Ainsi, cette société des "frères de la côte", selon le surnom qu'ils s'étaient donné (op. cité) était égalitaire, oui, mais seulement "pour les quelques propriétaires de fusil" (op. cité),  et sûrement pas pour les esclaves blancs qui précéderont ceux de la traite négrière, asservis par les colons en général, qui "meurent en grand nombre pendant leur terme de trois ans, tant les fièvres, le scorbut, les maladies pulmonaires et les privations font des ravages dans la population" (D'Ans, 1987).
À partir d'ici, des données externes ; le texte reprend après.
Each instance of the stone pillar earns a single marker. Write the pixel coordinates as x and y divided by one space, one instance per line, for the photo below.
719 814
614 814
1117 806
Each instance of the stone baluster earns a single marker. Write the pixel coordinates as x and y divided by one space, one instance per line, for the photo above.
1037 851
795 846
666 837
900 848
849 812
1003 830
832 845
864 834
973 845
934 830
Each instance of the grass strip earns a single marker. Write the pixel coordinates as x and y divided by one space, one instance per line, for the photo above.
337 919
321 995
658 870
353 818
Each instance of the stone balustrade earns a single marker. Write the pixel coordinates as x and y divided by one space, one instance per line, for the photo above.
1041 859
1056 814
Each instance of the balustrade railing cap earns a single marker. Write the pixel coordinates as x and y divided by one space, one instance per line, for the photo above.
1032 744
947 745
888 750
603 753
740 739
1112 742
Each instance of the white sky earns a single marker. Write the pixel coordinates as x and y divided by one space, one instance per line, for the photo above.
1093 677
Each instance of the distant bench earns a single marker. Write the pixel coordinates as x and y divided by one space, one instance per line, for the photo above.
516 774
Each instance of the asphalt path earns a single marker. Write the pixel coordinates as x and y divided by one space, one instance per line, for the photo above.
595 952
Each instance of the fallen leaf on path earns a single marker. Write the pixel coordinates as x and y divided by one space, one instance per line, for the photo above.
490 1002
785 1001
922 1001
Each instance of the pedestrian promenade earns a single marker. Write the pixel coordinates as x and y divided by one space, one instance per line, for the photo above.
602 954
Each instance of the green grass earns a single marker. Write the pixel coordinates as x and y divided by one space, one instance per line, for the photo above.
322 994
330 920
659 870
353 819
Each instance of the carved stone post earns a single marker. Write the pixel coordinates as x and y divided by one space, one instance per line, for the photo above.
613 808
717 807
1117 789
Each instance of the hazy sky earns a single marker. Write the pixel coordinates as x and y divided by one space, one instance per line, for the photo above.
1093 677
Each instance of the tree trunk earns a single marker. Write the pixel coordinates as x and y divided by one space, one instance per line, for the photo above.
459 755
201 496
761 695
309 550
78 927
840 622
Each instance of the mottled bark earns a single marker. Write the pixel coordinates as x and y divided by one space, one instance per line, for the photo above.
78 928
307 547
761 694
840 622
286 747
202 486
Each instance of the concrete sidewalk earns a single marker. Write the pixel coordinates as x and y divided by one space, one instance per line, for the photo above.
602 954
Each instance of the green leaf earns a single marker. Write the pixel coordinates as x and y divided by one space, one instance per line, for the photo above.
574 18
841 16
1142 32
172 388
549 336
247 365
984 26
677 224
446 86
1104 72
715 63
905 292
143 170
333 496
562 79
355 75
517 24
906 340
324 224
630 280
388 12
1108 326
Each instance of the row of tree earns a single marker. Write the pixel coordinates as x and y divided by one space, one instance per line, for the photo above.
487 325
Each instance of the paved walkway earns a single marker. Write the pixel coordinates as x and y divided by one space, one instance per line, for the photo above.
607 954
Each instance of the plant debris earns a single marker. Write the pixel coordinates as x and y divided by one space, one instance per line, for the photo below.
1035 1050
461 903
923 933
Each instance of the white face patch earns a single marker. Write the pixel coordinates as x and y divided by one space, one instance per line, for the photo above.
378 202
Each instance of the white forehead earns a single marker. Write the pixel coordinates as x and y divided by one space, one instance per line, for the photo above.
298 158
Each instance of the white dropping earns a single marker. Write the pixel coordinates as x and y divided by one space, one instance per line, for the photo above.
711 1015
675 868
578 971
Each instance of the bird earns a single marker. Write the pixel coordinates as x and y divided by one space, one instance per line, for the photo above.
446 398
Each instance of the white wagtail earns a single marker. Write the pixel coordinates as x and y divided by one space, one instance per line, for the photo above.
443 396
C'est ainsi qu'Exquemelin lui-même, fils d'apothicaire protestant de Honfleur, engagé auprès de la Compagnie des Indes Occidentales en 1666, a été laissé pour mort après avoir subi de cruels traitements de la part de son maître et a été sauvé par des boucaniers.

On donne parfois pour exemple Bertrand d'Ogeron de La Bouëre (1613-1676), gouverneur de l'île de la Tortue entre 1665, comme initiateur d'une société "coopérative" (Hamonet, 2007), mais cela ne concerne qu'un nombre de dispositions très restreintes. Comme ses prédécesseurs, il fit venir des engagés qu'on exploita tout autant ainsi que des esclaves. Grâce à lui, la flibuste connut son âge d'or, par d'importants butins pris dans de très nombreux pillages auprès de villes et de navires espagnols. D'ailleurs, c'est de cette époque que nous viennent les noms  des plus célèbres pirates : François l'Olonnais, Michel le Basque, Pierre François,  Mombars, Barthélémy, ou encore Henry Morgan, ou David Mansfield. 

 

Il ne faut donc pas étendre à un quelconque pays ce qui nous a été rapporté sur l'organisation de "ces républiques flottantes" qu'ont pu représenter les navires des "frères de la côte" : élection du capitaine, modes de révocation, plafonnement des salaires, équité des "salaires", de logement et de nourriture entre capitaine et matelots, compensation financière des "accidents du travail", à la hauteur du handicap survenu dans des batailles, etc., Exquemelin parle de "chasse-partie" (dérivé de charte-partie) pour désigner "ce qui revient au capitaine, au chirurgien et aux estropiés" (Exquemelin, op. cité) ou encore des associations deux à deux qui permet d'hériter des biens de celui qui trépasse (Perron, 2001). Mais les pirates étaient loin d'être les seuls à établir de telles règles de justice sociale : nous avons vu que c'était un des aspects des corporations de métiers depuis longtemps déjà. 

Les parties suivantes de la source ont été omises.